Cardinal George Pell’s fight to overturn a conviction for child sex abuse is set to continue, after the High Court decided to refer his legal team’s appeal application to a full bench.
A little after 9.30 this morning, as the court’s website crashed under the weight of traffic and anticipation, Justice Michelle Gordon made the long-awaited announcement.
For the Cardinal’s most vocal supporters, who have continued to deny his guilt ever since the jury’s verdict was made public in February, a High Court appeal provides a glimmer of hope.
Three minutes after the court released its decision, News Corp columnist Andrew Bolt was already blogging.
“Finally, the chance of the [sic] justice at last,” Bolt wrote.
“I hope [the court] is also aware that Pell could not possibly have committed the assaults on the two boys as alleged.”
Bolt is generally speedy on Pell-related matters.

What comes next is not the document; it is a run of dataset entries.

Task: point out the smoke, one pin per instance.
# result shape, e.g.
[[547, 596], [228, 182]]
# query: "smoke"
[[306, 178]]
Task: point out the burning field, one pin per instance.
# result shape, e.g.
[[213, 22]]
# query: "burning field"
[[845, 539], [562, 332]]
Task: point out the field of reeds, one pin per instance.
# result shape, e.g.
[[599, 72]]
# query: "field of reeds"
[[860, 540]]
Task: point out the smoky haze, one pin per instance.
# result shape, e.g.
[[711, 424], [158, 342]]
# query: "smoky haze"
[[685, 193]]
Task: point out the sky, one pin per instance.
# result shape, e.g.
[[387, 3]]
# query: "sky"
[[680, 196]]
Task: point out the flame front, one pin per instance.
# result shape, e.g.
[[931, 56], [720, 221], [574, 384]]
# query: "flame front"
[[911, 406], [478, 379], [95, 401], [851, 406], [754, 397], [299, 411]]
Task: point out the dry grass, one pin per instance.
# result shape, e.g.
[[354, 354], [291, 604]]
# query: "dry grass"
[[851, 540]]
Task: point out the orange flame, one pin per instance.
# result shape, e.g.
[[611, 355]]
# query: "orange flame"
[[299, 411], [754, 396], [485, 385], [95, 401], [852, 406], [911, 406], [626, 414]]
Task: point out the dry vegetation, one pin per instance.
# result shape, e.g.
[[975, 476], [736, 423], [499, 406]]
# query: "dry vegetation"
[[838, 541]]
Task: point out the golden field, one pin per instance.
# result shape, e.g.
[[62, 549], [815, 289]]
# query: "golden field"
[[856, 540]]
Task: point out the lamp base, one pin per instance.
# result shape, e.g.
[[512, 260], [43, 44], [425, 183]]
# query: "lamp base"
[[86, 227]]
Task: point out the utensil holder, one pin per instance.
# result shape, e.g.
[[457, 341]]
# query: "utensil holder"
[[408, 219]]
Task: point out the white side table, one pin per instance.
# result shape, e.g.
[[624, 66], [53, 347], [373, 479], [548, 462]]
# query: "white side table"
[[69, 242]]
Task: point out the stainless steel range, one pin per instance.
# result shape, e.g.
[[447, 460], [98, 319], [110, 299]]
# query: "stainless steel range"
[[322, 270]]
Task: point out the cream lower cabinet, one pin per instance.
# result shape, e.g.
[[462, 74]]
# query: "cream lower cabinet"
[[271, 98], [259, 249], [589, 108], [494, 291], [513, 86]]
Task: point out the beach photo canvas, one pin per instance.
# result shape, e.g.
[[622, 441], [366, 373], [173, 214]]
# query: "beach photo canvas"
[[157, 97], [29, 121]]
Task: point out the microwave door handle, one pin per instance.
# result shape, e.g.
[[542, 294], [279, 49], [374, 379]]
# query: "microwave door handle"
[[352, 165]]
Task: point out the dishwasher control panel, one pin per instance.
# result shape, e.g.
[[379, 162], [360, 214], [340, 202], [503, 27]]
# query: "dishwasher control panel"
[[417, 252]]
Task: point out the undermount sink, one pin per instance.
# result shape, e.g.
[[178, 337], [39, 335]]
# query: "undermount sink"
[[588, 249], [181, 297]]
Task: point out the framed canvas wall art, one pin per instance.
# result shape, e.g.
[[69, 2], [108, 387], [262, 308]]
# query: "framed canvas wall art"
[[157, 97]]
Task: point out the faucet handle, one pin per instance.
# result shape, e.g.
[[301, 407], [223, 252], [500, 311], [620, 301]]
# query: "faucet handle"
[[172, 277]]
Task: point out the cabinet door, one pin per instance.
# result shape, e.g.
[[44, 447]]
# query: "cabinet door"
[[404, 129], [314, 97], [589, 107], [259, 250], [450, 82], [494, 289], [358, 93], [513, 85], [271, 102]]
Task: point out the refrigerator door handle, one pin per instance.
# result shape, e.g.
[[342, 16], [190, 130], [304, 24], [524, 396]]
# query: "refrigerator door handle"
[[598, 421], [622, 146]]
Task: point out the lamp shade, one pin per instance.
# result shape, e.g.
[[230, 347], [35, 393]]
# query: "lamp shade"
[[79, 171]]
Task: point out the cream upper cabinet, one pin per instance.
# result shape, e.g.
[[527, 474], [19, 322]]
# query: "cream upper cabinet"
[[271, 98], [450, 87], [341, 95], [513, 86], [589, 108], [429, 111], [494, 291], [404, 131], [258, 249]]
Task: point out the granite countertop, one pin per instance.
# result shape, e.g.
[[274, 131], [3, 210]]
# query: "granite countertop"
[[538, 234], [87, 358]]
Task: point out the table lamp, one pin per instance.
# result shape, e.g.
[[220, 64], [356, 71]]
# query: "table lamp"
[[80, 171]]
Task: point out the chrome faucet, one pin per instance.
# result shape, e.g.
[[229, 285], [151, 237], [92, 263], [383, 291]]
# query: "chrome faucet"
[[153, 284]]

Within minutes of the Victorian Court of Appeal rejecting Pell’s first appeal in August, Bolt published a blog post saying he was “appalled” — even though the court’s 300-page judgment had not yet been released to the public.
And let’s not forget his ecclesiastical excursion to the scene of the crime earlier this year.
Miranda Devine, another of Pell’s News Corp cheerleaders, tweeted that the appeal was “good news”.
In a column written last week, Devine wrote that there was “no more vilified figure in Australia” than Pell.
“We should all hope that he wins because, otherwise, our criminal justice system is irreparably broken, and God knows which innocent man will be next.”
Devine followed her defence of Pell with an article about how liberals (of the progressive sort) had enabled powerful sex abusers.
As the appeals process rolls on, Pell’s defenders will keep on proclaiming his innocence. For victims of clerical abuse, a long and painful process continues.